Nyassi, who starred for the Seattle Sounders down the stretch last season and was acquired in the offseason, was influential in the draw and had a potential game-winning cross trickle through the 6-yard box after he managed to catch up to a long diagonal through ball. Most of Colorado's dangerous forays forward came from the right as a result of Nyassi's work on and off the ball. His presence also helps take attention away from Omar Cummings, who assisted on Colorado's lone goal and has been rather quiet for a recent extended stretch of play.

Mullan's absence is a blow to the depth afforded to Gary Smith, but Nyassi is a more dangerous player going forward and gives the Rapids a new, more creative dimension that should assist the defending league champions in recovering their past form.

5. Frank Yallop's message failed to make an impact. The San Jose Earthquakes coach had to do something.

In order to kick-start his slumping team, which was a game away from reaching MLS Cup last season, Yallop benched five starters: Bobby Convey, Ryan Johnson, Khari Stephenson, Sam Cronin and Ramiro Corrales. In their places, he started Justin Morrow, Steven Lenhart, Anthony Ampaipitakwong, Brad Ring and Bobby Burling, in an attempt to send a message that nobody should be taking his starting job for granted. Yallop undoubtedly hoped that his personnel move would galvanize his troops.

It didn't.

While Ampaipitakwong showed glimpses of his passing skill in his opportunity, the Earthquakes hardly threatened Faryd Mondragon's goal despite having a man advantage for more than half of the match.

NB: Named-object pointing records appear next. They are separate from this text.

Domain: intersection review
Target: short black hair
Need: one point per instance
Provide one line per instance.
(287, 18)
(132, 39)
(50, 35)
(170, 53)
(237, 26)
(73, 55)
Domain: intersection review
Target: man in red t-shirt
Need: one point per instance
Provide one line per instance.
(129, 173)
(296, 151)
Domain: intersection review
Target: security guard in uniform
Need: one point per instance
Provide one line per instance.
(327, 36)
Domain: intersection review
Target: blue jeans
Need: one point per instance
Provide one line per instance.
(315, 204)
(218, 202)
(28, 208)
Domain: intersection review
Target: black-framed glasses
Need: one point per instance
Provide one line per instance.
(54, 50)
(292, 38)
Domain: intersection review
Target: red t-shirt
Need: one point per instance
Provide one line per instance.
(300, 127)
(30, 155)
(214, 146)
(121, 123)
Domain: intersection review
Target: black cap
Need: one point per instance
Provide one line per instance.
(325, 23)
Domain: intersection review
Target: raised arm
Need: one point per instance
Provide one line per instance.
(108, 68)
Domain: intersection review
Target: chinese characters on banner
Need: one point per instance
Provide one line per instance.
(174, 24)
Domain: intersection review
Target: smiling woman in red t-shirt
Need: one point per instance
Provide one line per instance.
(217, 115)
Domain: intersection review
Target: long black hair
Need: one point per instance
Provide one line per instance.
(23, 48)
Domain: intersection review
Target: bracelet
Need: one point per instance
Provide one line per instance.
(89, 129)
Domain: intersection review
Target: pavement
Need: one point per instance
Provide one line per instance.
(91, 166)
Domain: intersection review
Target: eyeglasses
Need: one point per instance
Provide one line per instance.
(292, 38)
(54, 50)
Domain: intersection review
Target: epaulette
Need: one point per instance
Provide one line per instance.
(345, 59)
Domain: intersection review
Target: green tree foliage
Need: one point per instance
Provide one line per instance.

Yallop's post-match comments indicated that his squad lacks confidence. It certainly doesn't lack talented players -- even though one of his most potential-filled players, center back Ike Opara, remains tied to the bench -- but as Houston and D.C. showed last season, a bad stretch of unfortunate results can have a snowball effect on a team's confidence that can last all season. Next up for the Earthquakes is a Vancouver team that hasn't won in seven league matches and is just as desperate for a three-point haul. Empire Field hasn't been the easiest place for opposing teams to get a result, but San Jose really needs to dig down and find a way to do so to snap its horrid streak.